= Kuo Po-chuan =

Taiwanese artist and art educator (1901–1974)

Kuo Po-chuan (郭柏川 (Guō Bóchuān, Kuo1 Po2-ch‘uan1); July 21, 1901 – January 23, 1974), courtesy name Shaosong (少松), was a Taiwanese artist and art educator born in Tainan, Taiwan.

== Life ==
In 1910, Kuo Po-chuan enrolled in Tainan Second Public School (now Liren Elementary School, 立人國小) and in 1916, he passed the entrance exam for the Taipei National Language School's Public School Teacher Training Department B (臺北國語學校公學師範部乙科). After graduating in 1921, he returned to his hometown and began teaching. In 1928, with his expertise in art, he was admitted to the Western Painting Department of the Tokyo School of Fine Arts (now Tokyo University of the Arts), studying under the guidance of Okada Saburosuke. After graduating in 1933, he stayed in Japan for further studies. In 1937, he traveled to Northeast China from Japan and engaged in sketching in Manchukuo.

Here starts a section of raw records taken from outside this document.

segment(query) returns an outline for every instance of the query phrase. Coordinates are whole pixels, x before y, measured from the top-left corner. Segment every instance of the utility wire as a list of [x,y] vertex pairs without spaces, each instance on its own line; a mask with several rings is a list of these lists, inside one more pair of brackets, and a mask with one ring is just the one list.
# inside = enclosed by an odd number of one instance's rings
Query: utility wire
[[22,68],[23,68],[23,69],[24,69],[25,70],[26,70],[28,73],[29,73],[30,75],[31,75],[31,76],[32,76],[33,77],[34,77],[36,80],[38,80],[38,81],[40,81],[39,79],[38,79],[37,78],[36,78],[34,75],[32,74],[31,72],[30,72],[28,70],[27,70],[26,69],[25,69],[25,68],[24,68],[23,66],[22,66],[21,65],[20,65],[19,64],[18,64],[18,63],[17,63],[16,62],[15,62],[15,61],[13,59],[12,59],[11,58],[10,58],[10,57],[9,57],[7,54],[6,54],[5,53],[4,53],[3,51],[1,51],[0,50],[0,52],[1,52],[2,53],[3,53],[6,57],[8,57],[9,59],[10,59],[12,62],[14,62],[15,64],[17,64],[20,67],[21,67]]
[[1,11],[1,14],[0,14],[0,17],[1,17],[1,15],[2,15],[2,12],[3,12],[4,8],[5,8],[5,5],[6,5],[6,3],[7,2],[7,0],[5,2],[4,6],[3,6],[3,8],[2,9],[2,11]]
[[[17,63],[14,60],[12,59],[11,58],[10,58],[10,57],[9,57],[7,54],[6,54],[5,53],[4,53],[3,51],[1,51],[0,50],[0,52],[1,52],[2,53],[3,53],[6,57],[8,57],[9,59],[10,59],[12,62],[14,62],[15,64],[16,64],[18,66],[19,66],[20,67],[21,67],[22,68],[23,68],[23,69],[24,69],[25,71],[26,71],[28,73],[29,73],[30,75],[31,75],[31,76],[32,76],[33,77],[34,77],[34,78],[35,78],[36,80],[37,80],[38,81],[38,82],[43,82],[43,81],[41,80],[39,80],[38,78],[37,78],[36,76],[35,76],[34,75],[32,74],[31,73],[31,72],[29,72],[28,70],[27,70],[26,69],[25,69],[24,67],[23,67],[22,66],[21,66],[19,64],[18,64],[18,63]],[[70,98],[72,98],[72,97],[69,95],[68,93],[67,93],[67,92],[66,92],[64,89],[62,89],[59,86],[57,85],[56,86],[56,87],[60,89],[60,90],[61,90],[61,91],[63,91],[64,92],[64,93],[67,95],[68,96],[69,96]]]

In 1938, he taught at the Beijing Normal University and the North China Art College (北平藝專). Between 1939 and 1943, he served as the translator and guide for Ryuzaburo Umehara during Umehara's sketching trips in Beijing. In 1940, Kuo Po-chuan married Zhu Wanhua (朱婉華), a Beijing native, and their wedding ceremony was celebrated with a march composed by the Taiwanese musician Chiang Wen-yeh in Beijing. In 1948, due to the Chinese Civil War, he moved back to Taiwan with his family, settling in Tainan. He taught at the Department of Architecture at the Tainan Institute of Technology (now National Cheng Kung University) and founded the Tainan Art Association. Kuo Po-chuan died in 1974.

== Artistic style ==
Kuo Po-chuan's paintings mainly focused on landscapes, portraits, and still life. Starting in 1943, he began creating oil paintings on rice paper. His painting style is concise with meticulous compositions, often incorporating traditional colors found in common folk objects and buildings, such as vermilion and blue-and-white. The lines are lively, and the fusion of Eastern and Western elements is considered one of his distinctive features.

== Legacy ==
Kuo Po-chuan's former residence is located at 27, Lane 321, Park Road, Tainan City. His daughter, Kuo Wei-mei (郭為美), funded the renovation of the residence and established the "Kuo Po-chuan Memorial Museum". The area was originally the official residences of the Japanese Infantry Second Regiment (now designated as a city historic site "Former Japanese Infantry Second Regiment Official Residence Group") and is currently known as the "321 Art Cluster (三二一藝術群聚)."